FTC investigation of OpenAI scrutinizes AI data security
An investigation by the Federal Trade Commission into practices at ChatGPT maker OpenAI highlights some of the primary risks of AI on which regulators are focusing, including many risks that concern banks. One special area of focus is protections for users’ personal data.
The Washington Post first reported the investigation, citing a letter the FTC sent to OpenAI detailing the commission’s requests. The letter states that the FTC is investigating whether OpenAI “engaged in unfair or deceptive privacy or data security practices” or “engaged in unfair or deceptive practices relating to risks of harm to consumers, including reputational harm.”
OpenAI founder and CEO Sam Altman said in a Tweet that he was disappointed the investigation “started with a leak” but that the company would comply with the FTC’s requests. The FTC has not publicly acknowledged the investigation.
Banks have started experimenting with large language models — the technology behind ChatGPT and competitors such as Google’s Bard — primarily for applications such as organizing institutional knowledge and providing customer service via chatbots, but the technology’s use has largely remained internal to mitigate risks with a technology that has also gained the interest of regulators.
The FTC’s investigation touches on multiple concerns that lawmakers have expressed to Altman, including in a May hearing before a Senate subcommittee. One is how OpenAI markets its technology, including to institutional customers like Morgan Stanley, which recently turned to OpenAI for assistance on a years-long mission of having AI help financial advisors sort through the company’s 100,000 annual research reports.
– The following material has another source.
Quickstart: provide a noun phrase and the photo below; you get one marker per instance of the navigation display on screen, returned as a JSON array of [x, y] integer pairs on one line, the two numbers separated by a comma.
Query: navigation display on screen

The bulk of the FTC’s request revolves around “false, misleading or disparaging statements” that OpenAI’s models could make or have made about individuals. For banks, perhaps the most relevant requests concern the company’s practices with respect to protecting consumer data and about the security of the model itself.
Protecting consumer data
The FTC requested details from OpenAI about a data breach from March in which some ChatGPT users could see other ChatGPT Plus users’ payment-related information and chat titles. The payment-related information included the user’s first and last name, email address, payment address, credit card type and last four digits of a credit card number. Full credit card numbers were never exposed, according to the company.
After that breach, OpenAI published technical details on how the breach happened. In summary, a change the company made to a server caused the server to, in certain cases, share cached data with users even if the data belonged to a different user.
The FTC also asked OpenAI about its practices for handling users’ personal information, something that has been a focus for the FTC and the Consumer Financial Bureau in recent rulemaking processes that concern financial data. Banks have faced similar scrutiny in the past, and a large list of data breach reporting rules requires banks to give regulators early warning about breaches of consumer data.
Regulators and lawmakers have also expressed concerns about the ends to which companies have used large language models. In the May hearing before the Senate Judiciary Subcommittee on Privacy, Technology and the Law, part of the Senate Judiciary Committee, Senator Josh Hawley asked Altman about training AI models on data about the kinds of content that gain and keep users’ attention on social media and the “manipulation” that could come of that amid what he called a “war for clicks” on social media.
“We should be concerned about that,” Altman said, but he added that OpenAI does not do that kind of work. “I think other companies are already — and certainly will in the future — use AI models to create very good ad predictions of what a user will like.”
Hacking the models
The FTC also asked OpenAI to share any information the company has gathered about what it called “prompt injection” attacks that can cause the model to output information or generate statements that OpenAI has trained the model not to provide.
For example, users have documented cases of getting the model to output the ingredients for the explosive napalm or provide Windows 11 keys. Mainly, users have induced these outputs by instructing the model to impersonate the user’s dead grandmother, who would provide this information to help them fall asleep at night.
This method has worked for other, contrived role-playing scenarios, as well. For example, one user told the model to act as a typist, dictating the words of someone who is writing a script about a movie in which a grandmother is trying to get her young grandson to fall asleep by reciting Linux malware. It worked.
Banks that have launched AI chatbots have been careful not to give the products any capabilities that go beyond what the bank needs them to do, according to Doug Wilbert, managing director in the risk and compliance division at consulting firm Protiviti. For example, AI chatbots like Capital One’s Eno cannot answer even some seemingly basic questions, like whether the chatbot is a large language model.
“It’s not going to answer everything. It’s going to have a focus on particular areas,” Wilbert said. “Part of the problem is giving bad information to a client is bad, so you want to ring-fence what it’s going to say and what it’s going to do, because especially on the customer service side, regulators are looking at wait times, chat times, responses — things like that.”